Wrong. Brandon and Marc (being core gamers themselves), knew that core gamers would hate the latency and UX sacrifices that would come from trying to play a game like League of Legends through a web browser interface. They knew that gamers would prefer a one-time, multi-gigabyte download if it meant that they'd get a responsive, immersive experience. (Let's forget, for the moment, the challenges of our current client. We're intensely aware of its shortcomings.) 
This is just one example of the many examples that I could cite regarding experience. In fact, the history of business is filled with examples of the dreamers who upset entire industries because of their lack of experience. It's the guys who don't know any better who often try something that everyone else -- with all of their wisdom and experience -- thinks is impossible."
Vladcole also elaborated on hiring outside specialists
Why the fuck wouldn't Riot at least hire a bunch of specialists as outside advisors, helping the projects and bringin tons of experience, without the need to have them on staff forever?
We do hire outside advisors, especially for stuff that's outside of our core competencies or that's better handled through a short-term engagement rather than ongoing operations. But when there's an activity that's central to the art and craft of making games, we'll hire the specialist (if necessary) in house. We have a number of specialists... so we're not against hiring them. 

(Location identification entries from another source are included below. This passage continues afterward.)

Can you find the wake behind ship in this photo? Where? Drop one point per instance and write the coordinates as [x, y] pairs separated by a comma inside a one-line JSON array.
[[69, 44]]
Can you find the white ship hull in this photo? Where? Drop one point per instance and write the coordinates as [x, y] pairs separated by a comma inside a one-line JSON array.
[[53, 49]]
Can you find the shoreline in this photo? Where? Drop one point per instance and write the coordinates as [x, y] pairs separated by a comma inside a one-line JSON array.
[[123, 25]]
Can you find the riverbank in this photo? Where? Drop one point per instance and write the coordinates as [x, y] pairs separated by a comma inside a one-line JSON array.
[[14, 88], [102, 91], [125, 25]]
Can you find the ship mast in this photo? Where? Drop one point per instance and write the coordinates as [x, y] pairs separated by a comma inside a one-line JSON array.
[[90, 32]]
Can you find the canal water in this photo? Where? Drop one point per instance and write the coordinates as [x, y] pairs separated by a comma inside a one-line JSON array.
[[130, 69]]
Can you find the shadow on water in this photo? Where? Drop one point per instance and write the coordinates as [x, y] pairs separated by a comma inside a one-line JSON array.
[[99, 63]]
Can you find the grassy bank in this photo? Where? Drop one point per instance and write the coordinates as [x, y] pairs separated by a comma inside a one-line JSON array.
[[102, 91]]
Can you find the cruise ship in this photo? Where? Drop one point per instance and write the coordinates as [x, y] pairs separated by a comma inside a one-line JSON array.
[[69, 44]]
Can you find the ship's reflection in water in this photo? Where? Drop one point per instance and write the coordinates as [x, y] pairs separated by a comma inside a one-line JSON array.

Did you see the note I made elsewhere in this thread about the specialist we hired from Netflix -- literally one of the world's top experts in management of massive, massive databases? That's the sort of hire that we're making on a regular basis. We've hired top game designers, top concept artists, top producers, top writers, and more from all over the industry. 

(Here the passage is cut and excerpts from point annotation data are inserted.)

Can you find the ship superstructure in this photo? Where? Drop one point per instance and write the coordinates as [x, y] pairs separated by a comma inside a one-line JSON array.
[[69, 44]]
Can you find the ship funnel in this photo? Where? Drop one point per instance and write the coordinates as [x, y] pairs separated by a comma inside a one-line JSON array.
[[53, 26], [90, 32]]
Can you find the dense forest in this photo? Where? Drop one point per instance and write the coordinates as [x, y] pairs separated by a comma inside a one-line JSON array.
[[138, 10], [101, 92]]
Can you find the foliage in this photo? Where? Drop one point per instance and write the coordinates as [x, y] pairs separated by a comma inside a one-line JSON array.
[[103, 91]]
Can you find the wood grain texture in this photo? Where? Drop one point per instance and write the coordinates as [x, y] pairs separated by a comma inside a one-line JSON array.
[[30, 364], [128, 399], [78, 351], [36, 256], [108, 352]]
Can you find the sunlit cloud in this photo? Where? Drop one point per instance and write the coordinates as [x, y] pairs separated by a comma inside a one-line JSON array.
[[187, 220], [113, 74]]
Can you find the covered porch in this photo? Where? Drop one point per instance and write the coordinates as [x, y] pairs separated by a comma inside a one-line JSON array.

But as you say, none of those hires matters if you're feeling that we're not getting shit done. Really sorry that you feel this way about us right now. The only thing that's going to make you (and those who feel the same way) happy with Riot is for us to address the stuff that pains you. 
Interesting note about items. I don't know enough about game design to respond to that point, but I've made a todo note for myself to get educated on the issue so that I can understand whether you're talking about a failure to deliver or an intentional design choice."

As for why other companies such as Valve can run their game with much fewer employees, vladcole replied:
"I can't speak for Valve at all and it'd be a mistake for me to ignorantly conjecture about how they work. 
I'll agree that they're doing some things better. Steam is an incredible platform that I at least once a week to play other games. I see many Rioters using Steam and enjoying all that that platform has to offer. We've got tremendous respect for what Valve's accomplished there, and in many ways everyone working in the PC games business owes a debt to Valve for what they've done to keep the PC platform a vibrant haven for core gamers. 
But you're comparing two very different organizations to each other and assuming that the operations of each are similar enough for the metric of "number of people" to be comparable. Check out the really long (too long!) response I made elsewhere in this thread: In that response, I try to answer this question, though I'll admit that I'd need a lot more words to adequately get to all the nuance."

When asked about the age of the Riot office, vladcole noted:
"I don't go around asking people's ages, but I can guess. Here's my SWAG: if Riot's ages were plotted on a bell curve, you'd probably have a mean of about 32, a mode of 30, a left tail that probably gets as young as 21 (not including interns), and a right tail that gets to the mid-late 60s (not including non fulltime contractors and advisors, many of whom can skew older). Plenty of grey hair around here. I'm 39 in October, myself."